Troy Cassell

Personal information
- Full name: Troy Cassell
- Born: 10 November 1970 (age 54) Camperdown, New South Wales, Australia
- Height: 193 cm (6 ft 4 in)
- Weight: 108 kg (238 lb; 17 st 0 lb)

Playing information
- Position: Prop
Club
| Years | Team | Pld | T | G | FG | P |
| 1991–92 | Canterbury Bulldogs | 24 | 2 | 0 | 0 | 8 |
| 1993–94 | Penrith Panthers | 13 | 1 | 0 | 0 | 4 |
|  | Total | 37 | 3 | 0 | 0 | 12 |
- Source:

= Troy Cassell =

Australian rugby league player

Troy Cassell (born 10 November 1970) is an Australian former rugby league footballer who played in the 1990s. He played for the Canterbury Bulldogs and the Penrith Panthers. His position of choice was .

==Playing career==
Cassell was a St. Marys junior. In 1990, he joined the Canterbury Bulldogs. He was a regular member of the under 21 team and played in the preliminary semi-final against the Parramatta Eels as a replacement. In 1991, Cassell became a regular member of the reserve grade team and was used regularly as a replacement forward for first grade. Cassell made his first grade debut in his side's 30−18 victory over the Balmain Tigers at Leichhardt Oval in round 1 of the 1991 season. He made 17 appearances for the Bulldogs in his rookie season including the play-off for fifth against the Western Suburbs Magpies in which he played as a replacement. In 1992, Cassell started the season late due to injury and was briefly promoted to first grade for Mitch Newton.
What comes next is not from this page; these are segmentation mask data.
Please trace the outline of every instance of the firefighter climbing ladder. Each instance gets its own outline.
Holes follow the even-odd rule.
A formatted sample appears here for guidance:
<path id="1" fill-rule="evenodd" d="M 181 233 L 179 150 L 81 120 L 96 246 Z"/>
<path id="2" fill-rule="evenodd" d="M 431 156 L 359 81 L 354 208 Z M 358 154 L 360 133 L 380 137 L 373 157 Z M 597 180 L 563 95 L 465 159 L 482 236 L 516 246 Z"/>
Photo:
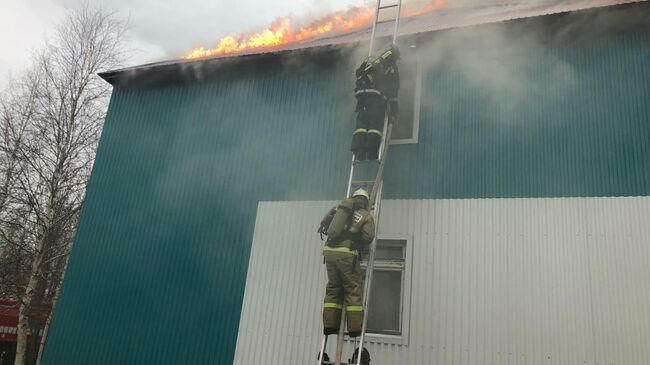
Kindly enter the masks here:
<path id="1" fill-rule="evenodd" d="M 383 10 L 388 10 L 388 9 L 395 9 L 396 8 L 396 13 L 394 18 L 390 19 L 385 19 L 385 20 L 379 20 L 380 13 Z M 402 1 L 397 0 L 395 3 L 390 4 L 390 5 L 382 5 L 382 0 L 377 0 L 377 8 L 375 10 L 375 21 L 372 24 L 372 34 L 370 36 L 370 50 L 368 52 L 368 56 L 372 56 L 374 52 L 374 46 L 375 46 L 375 37 L 377 33 L 377 25 L 381 23 L 390 23 L 394 22 L 395 27 L 393 29 L 393 37 L 392 41 L 393 44 L 396 43 L 397 40 L 397 29 L 399 28 L 399 18 L 400 14 L 402 11 Z M 366 267 L 366 279 L 364 282 L 364 290 L 363 290 L 363 326 L 361 329 L 361 336 L 359 337 L 359 341 L 357 342 L 356 338 L 354 340 L 354 346 L 352 347 L 353 349 L 356 349 L 357 347 L 360 349 L 359 350 L 359 356 L 357 356 L 356 359 L 356 364 L 355 365 L 361 365 L 361 349 L 363 349 L 363 344 L 365 341 L 366 337 L 366 329 L 368 326 L 368 308 L 370 305 L 370 288 L 372 283 L 372 274 L 373 274 L 373 269 L 375 266 L 375 251 L 377 248 L 377 232 L 379 231 L 379 213 L 381 209 L 381 198 L 382 198 L 382 188 L 383 188 L 383 176 L 384 176 L 384 165 L 386 162 L 386 157 L 388 156 L 388 147 L 390 145 L 390 137 L 393 131 L 393 123 L 389 121 L 388 118 L 388 113 L 386 114 L 384 118 L 384 133 L 382 136 L 381 140 L 381 145 L 379 147 L 379 156 L 376 160 L 377 163 L 377 173 L 375 175 L 375 179 L 371 181 L 364 181 L 364 180 L 355 180 L 355 167 L 357 164 L 364 163 L 362 161 L 355 161 L 354 156 L 352 157 L 352 162 L 350 164 L 350 177 L 348 179 L 348 187 L 347 187 L 347 192 L 346 196 L 349 197 L 350 193 L 353 191 L 353 188 L 366 188 L 368 190 L 368 187 L 370 187 L 370 207 L 372 209 L 372 214 L 375 220 L 375 239 L 372 240 L 372 243 L 370 244 L 370 251 L 368 253 L 368 264 Z M 323 365 L 352 365 L 348 363 L 342 363 L 341 362 L 341 357 L 343 354 L 343 345 L 344 345 L 344 337 L 345 337 L 345 305 L 343 305 L 343 309 L 341 312 L 341 324 L 339 327 L 339 333 L 338 333 L 338 340 L 336 343 L 336 357 L 334 361 L 324 361 L 322 359 L 322 355 L 325 353 L 325 350 L 327 348 L 327 340 L 328 337 L 327 335 L 323 336 L 323 341 L 321 344 L 320 352 L 318 354 L 318 359 L 317 359 L 317 364 L 323 364 Z"/>

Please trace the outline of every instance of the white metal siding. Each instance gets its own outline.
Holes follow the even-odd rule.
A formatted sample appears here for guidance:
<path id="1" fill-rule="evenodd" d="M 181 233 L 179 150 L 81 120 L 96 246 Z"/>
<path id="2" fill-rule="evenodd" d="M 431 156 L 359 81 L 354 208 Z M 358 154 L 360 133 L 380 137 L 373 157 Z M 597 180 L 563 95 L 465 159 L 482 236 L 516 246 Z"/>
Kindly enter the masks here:
<path id="1" fill-rule="evenodd" d="M 315 359 L 331 204 L 260 203 L 236 364 Z M 372 364 L 650 363 L 649 218 L 647 197 L 384 201 L 380 233 L 413 236 L 410 333 Z"/>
In 1993, Cassell started the season in reserve grade, but joined the Penrith Panthers mid-season where he played 13 games from 1993 to 1994. Cassell was released by the Panthers at the end of the 1994 season, and subsequently never played first grade rugby league again. In total, Cassell played 37 first grade games and scored 3 tries.